Abstract

The European Resuscitation Council has recommended decreasing tidal volume during basic life support ventilation from 800 to 1200 ml, as recommended by the American Heart Association, to 500 ml in order to minimise stomach inflation. However, if oxygen is not available at the scene of an emergency, and small tidal volumes are given during basic life support ventilation with a paediatric self-inflatable bag and room-air (21% oxygen), insufficient oxygenation and/or inadequate ventilation may result. When apnoea occurred after induction of anaesthesia, 40 patients were randomly allocated to room-air ventilation with either an adult (maximum volume, 1500 ml) or paediatric (maximum volume, 700 ml) self-inflatable bag for 5 min before intubation. When using an adult ( n=20) versus paediatric ( n=20) self-inflatable bag, mean ±SEM tidal volumes and tidal volumes per kilogram were significantly ( P<0.0001) larger (719±22 vs. 455±23 ml and 10.5±0.4 vs. 6.2±0.4 ml kg −1, respectively).
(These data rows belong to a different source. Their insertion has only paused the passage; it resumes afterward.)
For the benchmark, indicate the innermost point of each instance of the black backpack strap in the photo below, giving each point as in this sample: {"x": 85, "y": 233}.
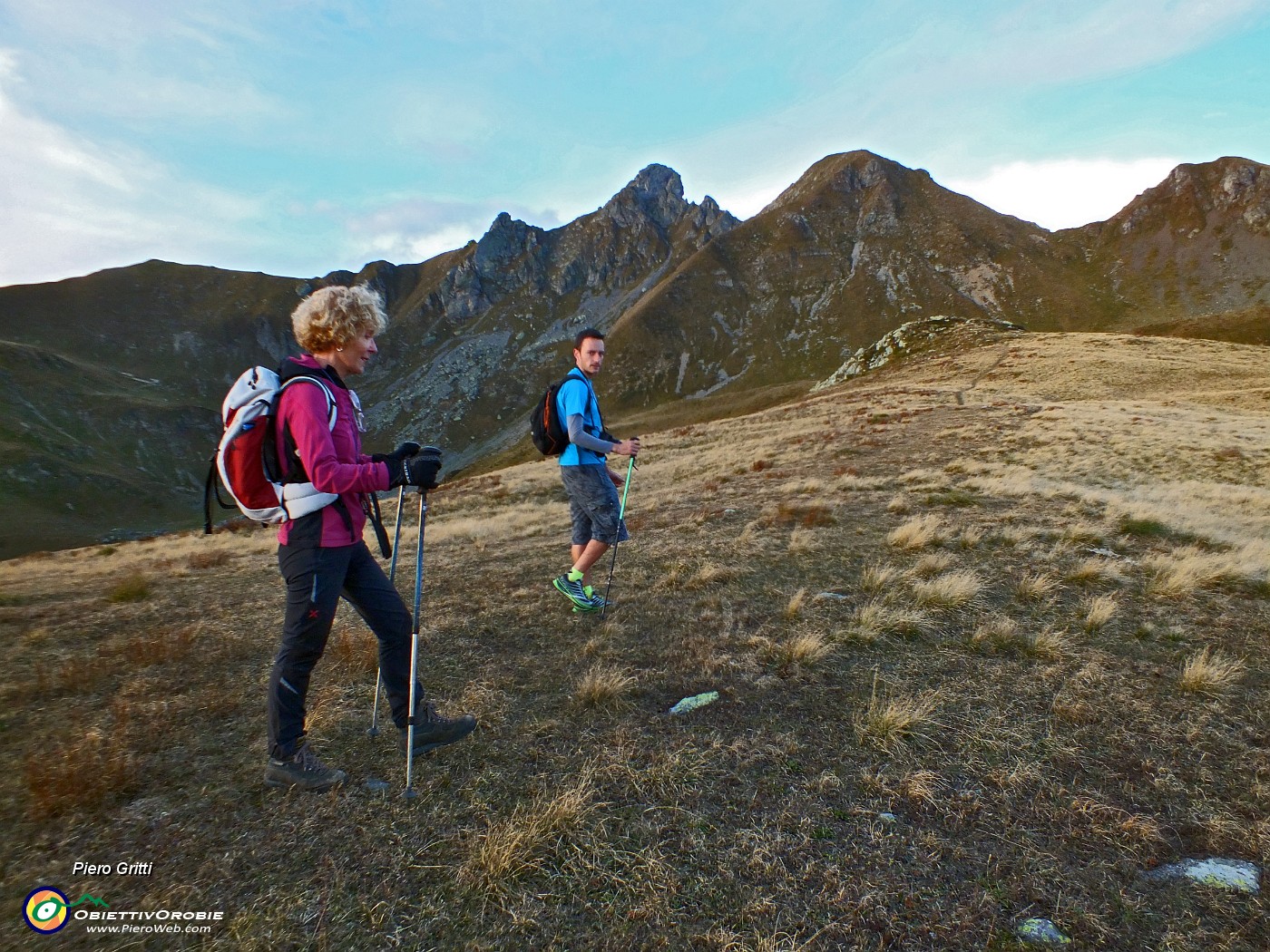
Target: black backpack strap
{"x": 591, "y": 399}
{"x": 371, "y": 507}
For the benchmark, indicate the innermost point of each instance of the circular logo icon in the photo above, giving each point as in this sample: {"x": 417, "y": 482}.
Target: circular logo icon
{"x": 44, "y": 909}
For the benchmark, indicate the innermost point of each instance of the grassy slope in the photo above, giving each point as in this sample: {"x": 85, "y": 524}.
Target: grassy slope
{"x": 1010, "y": 697}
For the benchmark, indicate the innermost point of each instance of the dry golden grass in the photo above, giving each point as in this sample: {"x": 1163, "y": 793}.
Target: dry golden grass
{"x": 876, "y": 579}
{"x": 891, "y": 723}
{"x": 933, "y": 564}
{"x": 803, "y": 541}
{"x": 918, "y": 532}
{"x": 1183, "y": 573}
{"x": 997, "y": 634}
{"x": 79, "y": 774}
{"x": 1099, "y": 612}
{"x": 949, "y": 590}
{"x": 1210, "y": 672}
{"x": 517, "y": 844}
{"x": 603, "y": 685}
{"x": 1094, "y": 568}
{"x": 1060, "y": 764}
{"x": 876, "y": 618}
{"x": 1037, "y": 587}
{"x": 796, "y": 605}
{"x": 133, "y": 587}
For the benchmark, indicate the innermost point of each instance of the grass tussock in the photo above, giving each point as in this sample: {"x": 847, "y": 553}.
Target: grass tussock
{"x": 1026, "y": 763}
{"x": 511, "y": 848}
{"x": 131, "y": 588}
{"x": 1189, "y": 570}
{"x": 794, "y": 607}
{"x": 1095, "y": 568}
{"x": 876, "y": 579}
{"x": 1099, "y": 612}
{"x": 918, "y": 532}
{"x": 933, "y": 564}
{"x": 892, "y": 723}
{"x": 1037, "y": 587}
{"x": 211, "y": 559}
{"x": 1209, "y": 672}
{"x": 603, "y": 685}
{"x": 803, "y": 650}
{"x": 876, "y": 619}
{"x": 952, "y": 589}
{"x": 78, "y": 774}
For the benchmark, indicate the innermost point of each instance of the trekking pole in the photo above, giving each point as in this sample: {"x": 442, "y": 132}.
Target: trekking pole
{"x": 378, "y": 672}
{"x": 621, "y": 513}
{"x": 428, "y": 452}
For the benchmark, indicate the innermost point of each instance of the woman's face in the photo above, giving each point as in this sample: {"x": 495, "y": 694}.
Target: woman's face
{"x": 355, "y": 355}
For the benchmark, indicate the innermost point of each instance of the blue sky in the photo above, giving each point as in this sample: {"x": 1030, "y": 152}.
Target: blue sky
{"x": 300, "y": 137}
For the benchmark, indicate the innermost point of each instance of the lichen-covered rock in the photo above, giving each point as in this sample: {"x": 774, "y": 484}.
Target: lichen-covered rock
{"x": 1221, "y": 873}
{"x": 1043, "y": 932}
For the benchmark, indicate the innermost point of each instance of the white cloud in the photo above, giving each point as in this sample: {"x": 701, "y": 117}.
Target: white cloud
{"x": 416, "y": 228}
{"x": 72, "y": 205}
{"x": 1064, "y": 193}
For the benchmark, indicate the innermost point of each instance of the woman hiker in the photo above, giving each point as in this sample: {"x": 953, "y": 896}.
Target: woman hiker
{"x": 321, "y": 555}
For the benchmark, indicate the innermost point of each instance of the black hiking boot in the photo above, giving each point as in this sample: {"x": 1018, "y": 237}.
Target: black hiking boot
{"x": 302, "y": 771}
{"x": 432, "y": 730}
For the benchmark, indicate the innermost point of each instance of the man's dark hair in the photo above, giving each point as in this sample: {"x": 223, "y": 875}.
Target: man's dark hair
{"x": 583, "y": 335}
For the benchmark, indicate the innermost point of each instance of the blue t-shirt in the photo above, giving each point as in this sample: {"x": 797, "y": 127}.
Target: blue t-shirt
{"x": 578, "y": 397}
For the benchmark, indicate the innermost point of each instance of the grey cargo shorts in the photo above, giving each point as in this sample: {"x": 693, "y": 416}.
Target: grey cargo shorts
{"x": 593, "y": 504}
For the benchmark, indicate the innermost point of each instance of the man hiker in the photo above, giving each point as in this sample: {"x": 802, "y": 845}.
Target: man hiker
{"x": 592, "y": 486}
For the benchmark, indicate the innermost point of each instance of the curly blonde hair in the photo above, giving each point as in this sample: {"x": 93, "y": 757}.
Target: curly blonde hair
{"x": 332, "y": 316}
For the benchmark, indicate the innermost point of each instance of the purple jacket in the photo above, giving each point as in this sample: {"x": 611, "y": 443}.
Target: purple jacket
{"x": 332, "y": 459}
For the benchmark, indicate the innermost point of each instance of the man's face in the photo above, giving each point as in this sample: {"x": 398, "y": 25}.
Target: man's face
{"x": 590, "y": 355}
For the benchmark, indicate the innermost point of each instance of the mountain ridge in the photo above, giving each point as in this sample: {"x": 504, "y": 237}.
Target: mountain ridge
{"x": 696, "y": 304}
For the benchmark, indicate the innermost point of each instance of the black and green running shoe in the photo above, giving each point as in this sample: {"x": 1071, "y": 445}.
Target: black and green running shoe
{"x": 574, "y": 592}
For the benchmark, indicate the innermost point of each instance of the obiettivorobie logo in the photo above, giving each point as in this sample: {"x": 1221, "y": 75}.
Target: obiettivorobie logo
{"x": 47, "y": 910}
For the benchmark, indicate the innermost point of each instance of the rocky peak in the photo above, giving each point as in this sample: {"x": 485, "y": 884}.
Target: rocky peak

Compared with an adult self-inflatable bag, bag–valve–mask ventilation with room-air using a paediatric self-inflatable bag resulted in significantly ( P<0.01) lower paO 2 values (73±4 vs. 87±4 mmHg), but comparable carbon dioxide elimination (40±2 vs. 37±1 mmHg; NS). In conclusion, our results indicate that smaller tidal volumes of ≈6 ml kg −1 (≈500 ml) given with a paediatric self-inflatable bag and room-air maintain adequate carbon dioxide elimination, but do not result in sufficient oxygenation during bag–valve–mask ventilation. Thus, if small (6 ml kg −1) tidal volumes are being used during bag–valve–mask ventilation, additional oxygen is necessary. Accordingly, when additional oxygen during bag–valve–mask ventilation is not available, only large tidal volumes of ≈11 ml kg −1 were able to maintain both sufficient oxygenation and carbon dioxide elimination.